Over the span of two seasons, Hughes threw a -5.14 cutter, which was only better than Jeff Francis' -6.85 and Brandon Morrow's -7.51. Despite pitching just 74.2 innings in 2011, the value of his cutter was only -3.03, although he actually threw the cutter more often, using it 14% of the time instead of only 2.5% in 2012. His cutter hasn't actually provided positive value since 2010, so it's more than necessary for him to scrap the pitch at this point.
Thankfully, he has adopted a slider to replace it. He threw a slider 3.4% of the time in 2012 and actually acquired a substantial amount of value to his pitch selection. His slider was valued at 2.16 slider runs above average per 100 pitches, which made it the fifth-most valuable slider among pitchers with at least 150 innings. That's a gigantic upgrade. Hughes still relies on his fastball, having thrown it 47.6% of the time, the highest rate in 2012 by an almost 3% margin. His fastball hasn't been worth one run above average since 2009, and provided negative value for the first time in 2012, so if Hughes can mix in a pitch that is actually valuable for him, he might be able to become a good pitcher.

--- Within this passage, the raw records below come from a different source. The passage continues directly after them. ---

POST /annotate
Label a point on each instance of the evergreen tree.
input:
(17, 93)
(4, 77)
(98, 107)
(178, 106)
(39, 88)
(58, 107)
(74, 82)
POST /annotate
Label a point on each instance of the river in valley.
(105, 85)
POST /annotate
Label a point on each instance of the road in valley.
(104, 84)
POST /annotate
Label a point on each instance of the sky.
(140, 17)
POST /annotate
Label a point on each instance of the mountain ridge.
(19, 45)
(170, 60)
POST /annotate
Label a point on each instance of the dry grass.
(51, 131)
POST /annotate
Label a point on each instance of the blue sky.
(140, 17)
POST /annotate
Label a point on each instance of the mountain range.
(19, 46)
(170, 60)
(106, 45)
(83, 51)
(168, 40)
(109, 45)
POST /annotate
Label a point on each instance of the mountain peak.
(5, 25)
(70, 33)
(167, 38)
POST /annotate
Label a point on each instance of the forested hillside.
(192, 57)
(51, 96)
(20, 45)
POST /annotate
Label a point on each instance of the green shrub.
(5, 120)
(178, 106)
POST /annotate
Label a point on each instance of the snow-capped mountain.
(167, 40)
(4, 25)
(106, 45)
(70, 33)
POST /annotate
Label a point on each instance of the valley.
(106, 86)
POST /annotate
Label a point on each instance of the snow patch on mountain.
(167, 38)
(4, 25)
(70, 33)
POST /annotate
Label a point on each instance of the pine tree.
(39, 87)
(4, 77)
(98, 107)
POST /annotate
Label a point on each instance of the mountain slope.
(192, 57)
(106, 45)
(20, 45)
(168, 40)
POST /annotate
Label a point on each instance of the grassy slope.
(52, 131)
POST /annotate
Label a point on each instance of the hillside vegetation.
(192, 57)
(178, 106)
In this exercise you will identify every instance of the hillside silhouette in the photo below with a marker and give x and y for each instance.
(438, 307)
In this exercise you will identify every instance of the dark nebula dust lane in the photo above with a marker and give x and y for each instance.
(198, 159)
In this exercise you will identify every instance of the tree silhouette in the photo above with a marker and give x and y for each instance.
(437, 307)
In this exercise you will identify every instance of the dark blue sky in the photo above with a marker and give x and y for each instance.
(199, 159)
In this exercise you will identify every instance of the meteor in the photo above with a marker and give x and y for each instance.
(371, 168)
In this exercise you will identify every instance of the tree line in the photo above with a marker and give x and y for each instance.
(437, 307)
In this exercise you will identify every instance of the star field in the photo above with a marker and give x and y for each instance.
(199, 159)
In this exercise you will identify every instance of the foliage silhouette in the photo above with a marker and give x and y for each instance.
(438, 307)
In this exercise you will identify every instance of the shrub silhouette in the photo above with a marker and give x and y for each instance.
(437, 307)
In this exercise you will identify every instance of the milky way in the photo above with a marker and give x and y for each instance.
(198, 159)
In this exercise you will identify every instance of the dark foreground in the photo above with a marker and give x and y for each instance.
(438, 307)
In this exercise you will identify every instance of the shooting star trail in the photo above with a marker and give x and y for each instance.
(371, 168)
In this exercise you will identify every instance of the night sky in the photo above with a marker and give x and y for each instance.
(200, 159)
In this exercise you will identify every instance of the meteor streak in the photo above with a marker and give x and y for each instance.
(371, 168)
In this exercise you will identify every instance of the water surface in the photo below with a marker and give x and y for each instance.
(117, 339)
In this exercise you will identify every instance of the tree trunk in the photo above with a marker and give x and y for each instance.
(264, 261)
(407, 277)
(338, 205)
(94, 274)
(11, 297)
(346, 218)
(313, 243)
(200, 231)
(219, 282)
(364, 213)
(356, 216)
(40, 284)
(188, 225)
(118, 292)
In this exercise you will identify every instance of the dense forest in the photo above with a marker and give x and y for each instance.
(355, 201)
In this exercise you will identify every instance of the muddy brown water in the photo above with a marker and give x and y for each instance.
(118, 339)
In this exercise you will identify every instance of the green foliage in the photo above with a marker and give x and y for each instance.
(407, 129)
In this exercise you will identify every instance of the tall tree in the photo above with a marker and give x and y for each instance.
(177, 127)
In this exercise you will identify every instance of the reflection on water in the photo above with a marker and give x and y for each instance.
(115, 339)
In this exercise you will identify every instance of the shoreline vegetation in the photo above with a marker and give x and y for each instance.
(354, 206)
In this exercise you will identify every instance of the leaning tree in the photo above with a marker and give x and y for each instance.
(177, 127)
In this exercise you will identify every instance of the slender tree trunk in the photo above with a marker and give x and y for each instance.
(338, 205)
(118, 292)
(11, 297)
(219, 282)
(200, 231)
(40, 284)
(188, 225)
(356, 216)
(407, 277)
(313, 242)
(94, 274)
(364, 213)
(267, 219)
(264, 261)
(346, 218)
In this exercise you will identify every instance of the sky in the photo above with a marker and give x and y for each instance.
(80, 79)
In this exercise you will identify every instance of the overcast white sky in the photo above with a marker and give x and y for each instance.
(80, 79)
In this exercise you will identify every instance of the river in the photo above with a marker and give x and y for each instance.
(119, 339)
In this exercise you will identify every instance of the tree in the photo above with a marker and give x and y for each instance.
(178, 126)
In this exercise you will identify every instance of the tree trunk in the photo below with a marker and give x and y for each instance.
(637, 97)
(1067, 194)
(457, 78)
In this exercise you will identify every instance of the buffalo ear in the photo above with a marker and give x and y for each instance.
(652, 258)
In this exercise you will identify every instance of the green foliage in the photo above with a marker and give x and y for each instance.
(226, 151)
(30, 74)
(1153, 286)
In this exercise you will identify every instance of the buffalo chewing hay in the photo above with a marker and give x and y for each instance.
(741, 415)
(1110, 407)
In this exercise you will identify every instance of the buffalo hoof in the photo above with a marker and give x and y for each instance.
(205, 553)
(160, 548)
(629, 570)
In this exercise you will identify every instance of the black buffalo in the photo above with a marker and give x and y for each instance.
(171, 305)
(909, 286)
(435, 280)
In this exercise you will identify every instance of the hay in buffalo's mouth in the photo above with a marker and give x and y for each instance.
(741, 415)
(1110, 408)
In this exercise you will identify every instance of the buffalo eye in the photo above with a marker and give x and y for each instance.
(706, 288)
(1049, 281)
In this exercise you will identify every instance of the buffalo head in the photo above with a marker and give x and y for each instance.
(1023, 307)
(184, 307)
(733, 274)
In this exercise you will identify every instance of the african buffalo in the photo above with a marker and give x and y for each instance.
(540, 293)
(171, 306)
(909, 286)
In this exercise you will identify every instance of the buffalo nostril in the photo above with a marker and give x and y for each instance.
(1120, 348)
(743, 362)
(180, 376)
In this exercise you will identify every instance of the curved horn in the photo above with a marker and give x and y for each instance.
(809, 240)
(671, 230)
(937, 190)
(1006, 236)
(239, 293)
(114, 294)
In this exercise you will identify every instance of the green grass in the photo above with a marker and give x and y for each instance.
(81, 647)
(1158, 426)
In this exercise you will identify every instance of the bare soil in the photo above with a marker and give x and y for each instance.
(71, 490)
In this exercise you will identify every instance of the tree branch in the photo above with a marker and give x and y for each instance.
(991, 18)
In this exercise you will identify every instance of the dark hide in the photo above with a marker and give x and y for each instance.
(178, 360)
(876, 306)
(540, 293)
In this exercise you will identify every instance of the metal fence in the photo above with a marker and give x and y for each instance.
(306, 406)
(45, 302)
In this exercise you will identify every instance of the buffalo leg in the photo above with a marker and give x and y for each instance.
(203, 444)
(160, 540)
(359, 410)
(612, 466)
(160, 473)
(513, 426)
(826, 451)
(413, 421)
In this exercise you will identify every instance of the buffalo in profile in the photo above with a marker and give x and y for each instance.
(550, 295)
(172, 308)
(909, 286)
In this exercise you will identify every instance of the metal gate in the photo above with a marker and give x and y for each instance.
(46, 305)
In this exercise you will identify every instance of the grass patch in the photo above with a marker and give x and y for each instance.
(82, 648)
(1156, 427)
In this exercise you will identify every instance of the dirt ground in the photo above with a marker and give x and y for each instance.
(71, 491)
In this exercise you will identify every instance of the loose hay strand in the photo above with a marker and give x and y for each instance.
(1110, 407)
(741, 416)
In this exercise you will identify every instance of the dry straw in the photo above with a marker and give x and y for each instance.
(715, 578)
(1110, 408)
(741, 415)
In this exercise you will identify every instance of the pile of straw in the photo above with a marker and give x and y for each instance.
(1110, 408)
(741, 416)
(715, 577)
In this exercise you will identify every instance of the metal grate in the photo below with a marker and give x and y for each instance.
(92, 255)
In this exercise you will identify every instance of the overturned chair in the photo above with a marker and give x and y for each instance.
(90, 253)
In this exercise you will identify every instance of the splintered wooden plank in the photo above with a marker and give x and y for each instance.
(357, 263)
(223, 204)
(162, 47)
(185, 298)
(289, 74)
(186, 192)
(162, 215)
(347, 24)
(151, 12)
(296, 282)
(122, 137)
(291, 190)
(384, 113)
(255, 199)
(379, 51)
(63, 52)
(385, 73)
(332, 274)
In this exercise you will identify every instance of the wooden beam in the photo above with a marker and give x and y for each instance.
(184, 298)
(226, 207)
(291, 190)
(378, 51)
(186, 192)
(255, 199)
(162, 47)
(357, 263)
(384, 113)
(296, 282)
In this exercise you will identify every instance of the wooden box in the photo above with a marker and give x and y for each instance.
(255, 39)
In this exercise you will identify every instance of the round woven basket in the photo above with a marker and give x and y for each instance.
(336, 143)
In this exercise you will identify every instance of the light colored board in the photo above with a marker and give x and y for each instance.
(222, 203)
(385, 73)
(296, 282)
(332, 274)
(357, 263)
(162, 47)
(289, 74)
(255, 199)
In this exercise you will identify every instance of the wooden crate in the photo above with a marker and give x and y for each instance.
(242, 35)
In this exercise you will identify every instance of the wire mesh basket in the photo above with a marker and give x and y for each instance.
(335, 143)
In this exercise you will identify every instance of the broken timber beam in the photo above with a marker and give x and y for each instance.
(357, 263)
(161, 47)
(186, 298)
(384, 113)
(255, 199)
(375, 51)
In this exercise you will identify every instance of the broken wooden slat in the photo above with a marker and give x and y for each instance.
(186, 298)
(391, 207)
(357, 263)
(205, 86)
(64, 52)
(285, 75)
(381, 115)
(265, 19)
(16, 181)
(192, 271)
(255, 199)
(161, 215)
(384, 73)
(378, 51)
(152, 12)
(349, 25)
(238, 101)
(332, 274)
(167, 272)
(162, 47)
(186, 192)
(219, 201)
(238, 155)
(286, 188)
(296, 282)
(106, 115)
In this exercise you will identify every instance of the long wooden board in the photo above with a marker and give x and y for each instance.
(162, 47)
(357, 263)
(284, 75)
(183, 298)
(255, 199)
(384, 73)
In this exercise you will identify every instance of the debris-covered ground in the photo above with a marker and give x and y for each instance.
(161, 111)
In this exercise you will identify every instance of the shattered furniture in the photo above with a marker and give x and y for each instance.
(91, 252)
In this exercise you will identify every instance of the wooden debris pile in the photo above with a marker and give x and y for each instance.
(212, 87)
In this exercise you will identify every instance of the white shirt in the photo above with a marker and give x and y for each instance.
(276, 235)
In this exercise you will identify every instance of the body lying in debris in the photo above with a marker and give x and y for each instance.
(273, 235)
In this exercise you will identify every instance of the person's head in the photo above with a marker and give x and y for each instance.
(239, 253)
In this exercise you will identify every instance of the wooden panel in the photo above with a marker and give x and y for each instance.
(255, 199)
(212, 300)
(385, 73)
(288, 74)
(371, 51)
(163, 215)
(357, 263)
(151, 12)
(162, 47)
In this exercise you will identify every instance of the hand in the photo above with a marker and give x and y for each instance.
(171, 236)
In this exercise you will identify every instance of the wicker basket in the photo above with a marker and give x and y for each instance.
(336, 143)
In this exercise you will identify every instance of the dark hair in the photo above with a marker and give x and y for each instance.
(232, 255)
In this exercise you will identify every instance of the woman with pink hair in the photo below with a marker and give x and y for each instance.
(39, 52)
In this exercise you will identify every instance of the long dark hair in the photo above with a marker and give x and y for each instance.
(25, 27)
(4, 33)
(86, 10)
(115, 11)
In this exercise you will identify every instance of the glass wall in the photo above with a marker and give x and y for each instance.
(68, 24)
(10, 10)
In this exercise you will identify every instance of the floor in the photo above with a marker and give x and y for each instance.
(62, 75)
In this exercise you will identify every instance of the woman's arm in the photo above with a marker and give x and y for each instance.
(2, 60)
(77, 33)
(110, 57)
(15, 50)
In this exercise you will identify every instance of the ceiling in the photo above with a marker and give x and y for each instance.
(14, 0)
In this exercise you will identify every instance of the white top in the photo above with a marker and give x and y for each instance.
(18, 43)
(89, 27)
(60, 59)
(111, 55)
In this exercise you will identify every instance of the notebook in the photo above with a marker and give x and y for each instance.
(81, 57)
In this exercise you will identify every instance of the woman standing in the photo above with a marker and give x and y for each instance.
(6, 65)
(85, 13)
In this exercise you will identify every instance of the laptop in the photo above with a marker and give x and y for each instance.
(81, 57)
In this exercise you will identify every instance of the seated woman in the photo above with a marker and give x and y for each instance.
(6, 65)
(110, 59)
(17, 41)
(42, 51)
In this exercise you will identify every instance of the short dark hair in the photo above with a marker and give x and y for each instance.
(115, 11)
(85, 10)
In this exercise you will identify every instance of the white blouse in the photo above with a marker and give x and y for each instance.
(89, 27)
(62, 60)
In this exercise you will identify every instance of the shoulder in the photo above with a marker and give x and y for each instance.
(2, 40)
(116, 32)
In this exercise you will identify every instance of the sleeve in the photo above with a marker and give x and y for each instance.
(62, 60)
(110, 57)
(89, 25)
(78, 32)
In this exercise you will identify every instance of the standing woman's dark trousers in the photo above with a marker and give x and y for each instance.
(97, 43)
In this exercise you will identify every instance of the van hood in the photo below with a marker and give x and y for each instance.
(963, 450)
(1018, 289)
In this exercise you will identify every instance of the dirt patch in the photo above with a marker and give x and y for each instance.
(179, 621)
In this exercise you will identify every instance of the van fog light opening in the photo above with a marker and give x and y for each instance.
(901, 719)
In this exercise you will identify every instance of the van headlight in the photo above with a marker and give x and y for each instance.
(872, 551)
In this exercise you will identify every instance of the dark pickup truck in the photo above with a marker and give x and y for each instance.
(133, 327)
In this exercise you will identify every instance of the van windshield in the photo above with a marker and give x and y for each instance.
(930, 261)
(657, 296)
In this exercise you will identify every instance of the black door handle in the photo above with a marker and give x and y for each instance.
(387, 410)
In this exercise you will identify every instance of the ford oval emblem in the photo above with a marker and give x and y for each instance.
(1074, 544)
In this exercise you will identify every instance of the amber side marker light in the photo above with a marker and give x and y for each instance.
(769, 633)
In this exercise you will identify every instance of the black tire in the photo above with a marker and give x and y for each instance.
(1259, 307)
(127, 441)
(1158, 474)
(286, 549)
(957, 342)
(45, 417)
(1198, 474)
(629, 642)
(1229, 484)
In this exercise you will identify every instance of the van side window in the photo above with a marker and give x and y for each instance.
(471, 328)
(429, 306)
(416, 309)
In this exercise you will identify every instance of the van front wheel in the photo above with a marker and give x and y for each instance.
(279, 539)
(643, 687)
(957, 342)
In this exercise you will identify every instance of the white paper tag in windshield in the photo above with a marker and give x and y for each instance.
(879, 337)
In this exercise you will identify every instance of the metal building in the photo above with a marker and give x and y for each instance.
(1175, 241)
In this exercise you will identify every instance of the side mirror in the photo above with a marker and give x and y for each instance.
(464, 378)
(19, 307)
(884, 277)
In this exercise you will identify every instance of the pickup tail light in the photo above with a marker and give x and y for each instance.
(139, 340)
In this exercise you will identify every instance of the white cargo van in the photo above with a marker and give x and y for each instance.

Hughes says that he seeks consistency, but the only way he's going to do that is if he actually changes how he pitches. He can't continue to throw fastballs almost all the time. If he's discovered a pitch that works for him, he needs to actually use it instead of staying married to a pitch that's not even that effective. Between 2010 and 2012 his fastball was valued at 0.37 fastball runs above average per 100 pitches. Do you know which pitchers had a worse fastball in that time, but have still managed to be ridiculously successful? Cole Hamels, Zack Greinke, Roy Halladay, CC Sabathia, and a bunch of other guys you would take over Hughes in a heartbeat. Hughes can have a good career without a very good fastball, he just has to let it happen.